Ryan’s not alone in facing these challenges, as a variety of school reopening plans are being implemented across the Ohio Valley. West Virginia leaders are using a color-coded system to determine reopenings with a plan for school entry in early September, while Ohio school districts have a variety of school reopening plans in action over the upcoming weeks. A rural school district in central Kentucky had to switch from in-person learning to virtual after COVID-19 cases spiked in the region.
In Calloway County there have been four confirmed COVID-19 cases so far associated with the district going into the school year, but the district said in a report that no exposure has happened at schools.
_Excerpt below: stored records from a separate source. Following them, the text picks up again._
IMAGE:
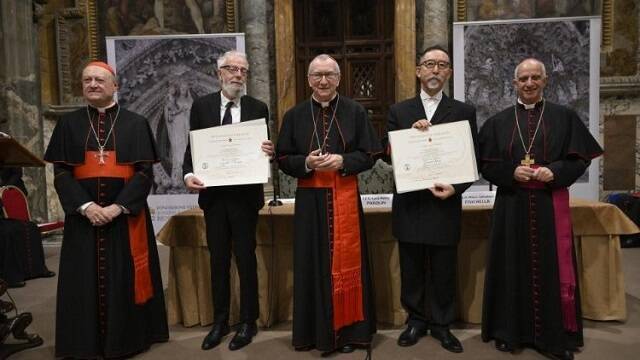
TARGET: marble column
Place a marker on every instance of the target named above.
(256, 21)
(20, 92)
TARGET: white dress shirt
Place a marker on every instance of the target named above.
(235, 109)
(430, 103)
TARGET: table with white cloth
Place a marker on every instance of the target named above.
(596, 226)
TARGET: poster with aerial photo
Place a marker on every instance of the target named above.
(486, 54)
(158, 78)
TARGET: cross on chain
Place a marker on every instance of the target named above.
(527, 161)
(101, 155)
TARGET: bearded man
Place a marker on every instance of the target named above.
(230, 212)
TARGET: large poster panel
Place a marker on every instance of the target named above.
(158, 78)
(486, 54)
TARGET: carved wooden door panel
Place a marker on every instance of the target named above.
(359, 35)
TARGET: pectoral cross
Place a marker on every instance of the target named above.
(527, 161)
(101, 155)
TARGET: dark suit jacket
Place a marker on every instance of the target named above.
(205, 113)
(418, 216)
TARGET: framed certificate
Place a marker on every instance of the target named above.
(443, 153)
(230, 154)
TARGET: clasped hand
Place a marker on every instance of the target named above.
(525, 173)
(99, 215)
(324, 162)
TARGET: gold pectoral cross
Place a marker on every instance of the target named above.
(101, 155)
(527, 161)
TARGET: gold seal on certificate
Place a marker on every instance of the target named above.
(444, 153)
(230, 154)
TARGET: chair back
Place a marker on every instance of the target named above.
(14, 203)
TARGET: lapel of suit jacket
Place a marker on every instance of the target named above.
(244, 115)
(442, 111)
(416, 111)
(215, 108)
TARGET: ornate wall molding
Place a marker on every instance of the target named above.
(67, 24)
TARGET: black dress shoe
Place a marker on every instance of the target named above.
(346, 349)
(564, 355)
(213, 338)
(304, 348)
(243, 337)
(17, 284)
(503, 346)
(411, 335)
(447, 340)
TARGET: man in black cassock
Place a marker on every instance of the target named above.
(533, 152)
(110, 299)
(427, 222)
(230, 212)
(325, 142)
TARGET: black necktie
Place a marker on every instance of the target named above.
(226, 119)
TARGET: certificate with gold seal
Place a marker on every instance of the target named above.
(230, 154)
(444, 153)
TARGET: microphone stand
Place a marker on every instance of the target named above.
(276, 186)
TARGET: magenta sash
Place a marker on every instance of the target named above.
(564, 244)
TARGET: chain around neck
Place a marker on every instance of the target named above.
(526, 149)
(315, 125)
(95, 133)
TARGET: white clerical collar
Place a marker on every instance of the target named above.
(529, 106)
(324, 103)
(224, 100)
(426, 97)
(104, 109)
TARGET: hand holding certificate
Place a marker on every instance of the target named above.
(442, 154)
(230, 154)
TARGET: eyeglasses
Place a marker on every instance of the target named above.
(234, 69)
(430, 64)
(525, 78)
(318, 76)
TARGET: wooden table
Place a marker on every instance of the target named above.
(596, 225)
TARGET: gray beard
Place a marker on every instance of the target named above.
(232, 91)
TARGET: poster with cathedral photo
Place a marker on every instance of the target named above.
(487, 52)
(158, 78)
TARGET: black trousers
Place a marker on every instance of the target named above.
(231, 226)
(428, 275)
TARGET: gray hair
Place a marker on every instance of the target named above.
(544, 70)
(222, 60)
(324, 57)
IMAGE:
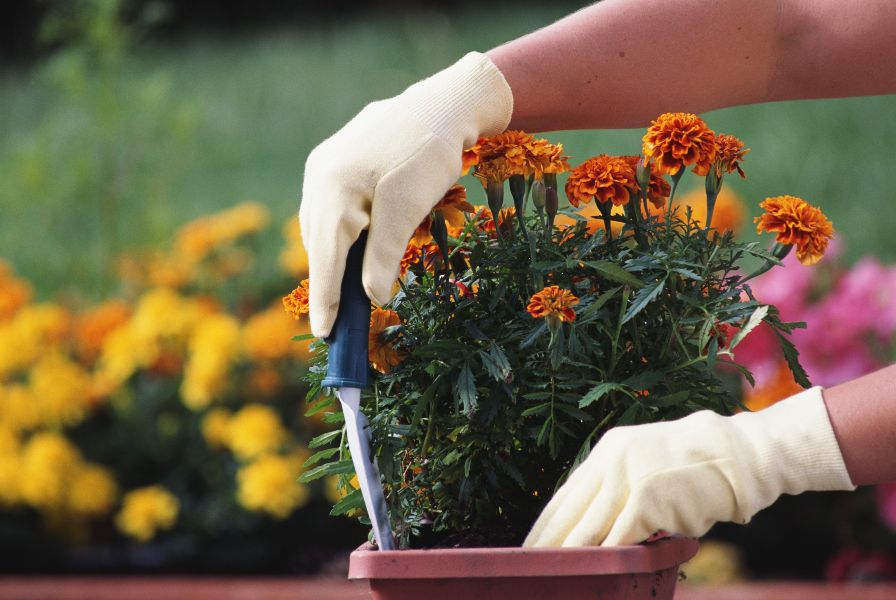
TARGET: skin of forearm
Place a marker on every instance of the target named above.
(619, 63)
(863, 415)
Even with that anxiety and warnings from the state, Ryan is optimistic the district’s plan will work. In a follow-up call she said the first week has gone well, even with having more kids than she expected in classes. And she believes students should have the option to come back to school for several reasons, including to check in on students the district hasn’t seen since the pandemic took hold in March.
“I just feel like that kids, physically, mentally, socially, they need to be back in school. It’s time to be back,” Ryan said. “They want to be back. And again, if they don’t, if the parents choose not to, that’s their option.”
Yet the virus is still around. Regardless of what happens, Ryan said she’s always happy to see kids back.